Gallium (Ga) is located in group 13 of the periodic table. Elements in group 13 typically lose three valence electrons to achieve a stable electron configuration, resembling the nearest noble gas. Therefore, the gallium ion typically carries a +3 charge.

Determine the Ionic Charge of O

Oxygen (O) is located in group 16 of the periodic table. Elements in group 16 typically gain two electrons to complete their valence shell, achieving a stable electron configuration like the nearest noble gas. Therefore, the oxygen ion, also called an oxide ion, usually has a -2 charge.

Determine the Ionic Charge of I

Iodine (I) is located in group 17 of the periodic table. Elements in this group typically gain one electron to complete their valence shell, mimicking the electron configuration of the nearest noble gas. As a result, the iodine ion usually has a -1 charge.

Key concepts

Periodic Table Groups

The periodic table is arranged in vertical columns called groups. Each group contains elements that exhibit similar chemical properties. This similarity arises because the atoms of these elements have the same number of valence electrons in their outermost shell. For example, group 1 elements, also known as alkali metals, all have one valence electron. This makes them prone to losing one electron to form a +1 ionic charge. As we move to group 2, the alkaline earth metals typically have two valence electrons. This results in them commonly forming ions with a +2 charge. The group numbers can be helpful predictors of the charges of ions that elements typically form.

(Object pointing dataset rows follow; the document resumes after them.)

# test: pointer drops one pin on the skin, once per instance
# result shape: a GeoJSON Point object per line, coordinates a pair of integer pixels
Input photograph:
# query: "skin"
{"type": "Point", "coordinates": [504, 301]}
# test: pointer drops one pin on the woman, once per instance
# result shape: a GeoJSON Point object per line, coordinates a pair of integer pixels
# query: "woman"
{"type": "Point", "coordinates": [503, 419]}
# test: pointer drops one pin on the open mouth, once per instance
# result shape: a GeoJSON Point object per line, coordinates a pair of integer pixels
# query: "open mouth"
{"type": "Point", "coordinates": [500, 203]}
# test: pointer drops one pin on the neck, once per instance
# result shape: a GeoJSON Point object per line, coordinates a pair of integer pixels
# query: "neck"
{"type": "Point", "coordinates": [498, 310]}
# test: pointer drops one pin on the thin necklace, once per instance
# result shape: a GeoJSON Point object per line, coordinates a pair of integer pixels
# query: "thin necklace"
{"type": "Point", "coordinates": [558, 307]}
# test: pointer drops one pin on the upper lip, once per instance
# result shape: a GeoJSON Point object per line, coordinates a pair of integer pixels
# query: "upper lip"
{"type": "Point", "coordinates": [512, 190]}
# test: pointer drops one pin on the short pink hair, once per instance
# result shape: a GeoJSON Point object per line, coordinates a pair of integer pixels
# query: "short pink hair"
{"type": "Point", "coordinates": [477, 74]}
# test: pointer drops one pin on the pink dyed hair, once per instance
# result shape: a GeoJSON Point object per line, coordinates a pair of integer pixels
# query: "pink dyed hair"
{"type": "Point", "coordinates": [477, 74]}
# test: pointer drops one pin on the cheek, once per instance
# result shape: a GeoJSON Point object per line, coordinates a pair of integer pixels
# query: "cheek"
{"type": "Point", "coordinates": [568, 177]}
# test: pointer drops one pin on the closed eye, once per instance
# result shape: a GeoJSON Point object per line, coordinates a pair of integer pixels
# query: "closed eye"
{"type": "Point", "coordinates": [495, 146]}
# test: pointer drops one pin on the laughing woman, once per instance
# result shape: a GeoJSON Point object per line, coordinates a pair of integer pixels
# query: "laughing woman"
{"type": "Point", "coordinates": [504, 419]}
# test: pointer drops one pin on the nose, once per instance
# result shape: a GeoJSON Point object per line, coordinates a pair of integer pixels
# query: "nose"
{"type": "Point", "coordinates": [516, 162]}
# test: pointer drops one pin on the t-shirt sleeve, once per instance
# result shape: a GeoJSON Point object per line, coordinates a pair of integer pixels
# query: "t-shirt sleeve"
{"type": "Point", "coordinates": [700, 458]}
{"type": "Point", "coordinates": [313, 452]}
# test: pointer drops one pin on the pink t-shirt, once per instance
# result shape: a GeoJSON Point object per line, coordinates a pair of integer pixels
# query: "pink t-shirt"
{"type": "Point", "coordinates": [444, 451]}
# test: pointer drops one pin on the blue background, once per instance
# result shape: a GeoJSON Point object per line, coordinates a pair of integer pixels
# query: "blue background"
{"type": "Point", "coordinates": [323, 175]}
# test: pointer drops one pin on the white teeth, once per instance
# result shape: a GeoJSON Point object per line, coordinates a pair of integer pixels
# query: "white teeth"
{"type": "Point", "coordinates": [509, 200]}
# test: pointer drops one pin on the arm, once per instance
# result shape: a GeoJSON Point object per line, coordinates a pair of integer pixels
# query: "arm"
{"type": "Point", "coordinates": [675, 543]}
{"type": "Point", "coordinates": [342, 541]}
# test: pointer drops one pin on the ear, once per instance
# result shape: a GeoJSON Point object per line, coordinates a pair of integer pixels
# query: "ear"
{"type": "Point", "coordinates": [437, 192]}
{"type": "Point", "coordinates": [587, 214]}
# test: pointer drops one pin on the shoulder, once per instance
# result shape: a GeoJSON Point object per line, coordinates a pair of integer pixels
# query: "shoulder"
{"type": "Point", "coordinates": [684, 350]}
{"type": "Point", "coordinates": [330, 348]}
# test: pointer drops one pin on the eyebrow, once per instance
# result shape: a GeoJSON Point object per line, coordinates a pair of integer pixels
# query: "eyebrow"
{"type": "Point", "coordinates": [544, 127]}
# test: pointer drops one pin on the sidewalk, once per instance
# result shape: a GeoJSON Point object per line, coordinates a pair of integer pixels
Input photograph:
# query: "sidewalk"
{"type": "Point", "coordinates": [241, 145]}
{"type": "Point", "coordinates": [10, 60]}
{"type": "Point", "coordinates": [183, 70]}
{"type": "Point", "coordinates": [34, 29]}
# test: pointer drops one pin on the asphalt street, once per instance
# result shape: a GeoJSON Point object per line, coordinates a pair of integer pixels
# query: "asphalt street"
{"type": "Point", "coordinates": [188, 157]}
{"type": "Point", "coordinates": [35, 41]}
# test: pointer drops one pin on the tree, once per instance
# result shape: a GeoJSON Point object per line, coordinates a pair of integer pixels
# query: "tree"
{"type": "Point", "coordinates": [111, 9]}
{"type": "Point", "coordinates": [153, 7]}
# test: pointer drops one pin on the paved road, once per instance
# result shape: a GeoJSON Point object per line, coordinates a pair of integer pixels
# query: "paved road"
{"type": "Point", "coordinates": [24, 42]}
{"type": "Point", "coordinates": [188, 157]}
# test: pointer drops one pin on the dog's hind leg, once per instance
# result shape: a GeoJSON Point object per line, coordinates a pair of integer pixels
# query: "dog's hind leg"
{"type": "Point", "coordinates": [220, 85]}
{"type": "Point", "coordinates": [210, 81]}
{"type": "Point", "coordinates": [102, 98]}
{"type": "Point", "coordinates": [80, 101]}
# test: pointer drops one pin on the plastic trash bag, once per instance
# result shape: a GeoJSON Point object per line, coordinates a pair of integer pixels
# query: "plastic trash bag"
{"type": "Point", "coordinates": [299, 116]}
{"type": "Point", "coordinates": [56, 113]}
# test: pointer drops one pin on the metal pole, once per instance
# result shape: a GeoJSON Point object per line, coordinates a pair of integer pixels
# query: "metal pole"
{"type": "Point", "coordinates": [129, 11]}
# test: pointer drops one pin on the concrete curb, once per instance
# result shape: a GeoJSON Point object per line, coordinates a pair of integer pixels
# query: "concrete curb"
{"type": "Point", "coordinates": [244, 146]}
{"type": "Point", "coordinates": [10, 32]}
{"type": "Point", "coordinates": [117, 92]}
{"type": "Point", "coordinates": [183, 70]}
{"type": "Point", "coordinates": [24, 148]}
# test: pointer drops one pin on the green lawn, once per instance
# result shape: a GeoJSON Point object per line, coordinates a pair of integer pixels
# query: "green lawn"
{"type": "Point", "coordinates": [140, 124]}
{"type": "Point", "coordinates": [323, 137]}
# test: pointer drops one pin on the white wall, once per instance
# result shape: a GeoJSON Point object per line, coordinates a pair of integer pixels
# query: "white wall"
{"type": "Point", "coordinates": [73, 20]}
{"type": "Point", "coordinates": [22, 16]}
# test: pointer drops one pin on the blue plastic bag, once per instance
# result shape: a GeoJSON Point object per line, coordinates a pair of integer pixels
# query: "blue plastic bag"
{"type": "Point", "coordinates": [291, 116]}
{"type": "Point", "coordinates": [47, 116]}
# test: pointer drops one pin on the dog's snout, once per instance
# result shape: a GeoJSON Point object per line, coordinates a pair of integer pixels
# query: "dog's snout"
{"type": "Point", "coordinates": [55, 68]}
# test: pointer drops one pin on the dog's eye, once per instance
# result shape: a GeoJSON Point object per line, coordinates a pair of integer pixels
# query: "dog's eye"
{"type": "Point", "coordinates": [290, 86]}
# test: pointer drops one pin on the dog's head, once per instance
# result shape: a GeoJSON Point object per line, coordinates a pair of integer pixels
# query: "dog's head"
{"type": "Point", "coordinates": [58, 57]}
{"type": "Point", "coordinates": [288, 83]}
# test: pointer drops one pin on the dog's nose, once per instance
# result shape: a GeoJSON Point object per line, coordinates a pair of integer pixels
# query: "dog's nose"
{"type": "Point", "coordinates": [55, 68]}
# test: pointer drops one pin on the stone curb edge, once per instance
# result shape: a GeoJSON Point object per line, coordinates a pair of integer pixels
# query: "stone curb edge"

• Group 13 elements generally form ions with a +3 charge because they lose three valence electrons.
• Group 16 elements, like oxygen, usually gain two electrons to form -2 charged ions.
• Group 17, known as the halogens, typically gain one electron resulting in a -1 charge.

Understanding these group trends is vital in predicting the ionic charges of elements based on their position in the periodic table.

Valence Electrons

Valence electrons are the electrons located in the outermost shell of an atom. They play a key role because they determine how an element will react chemically with other substances. The drive to achieve a stable electron configuration generally guides their participation in chemical reactions. Elements within the same group in the periodic table have an identical number of valence electrons. This number dictates their typical ionic charges. For example:

• Group 1 elements like cesium have one valence electron. They tend to lose it easily to form a +1 ion.
• In Group 13, elements including gallium have three valence electrons, hence often form +3 ions by losing these electrons.
• Group 16 elements such as oxygen generally have six valence electrons. They gain two to complete their shell, forming a -2 ion.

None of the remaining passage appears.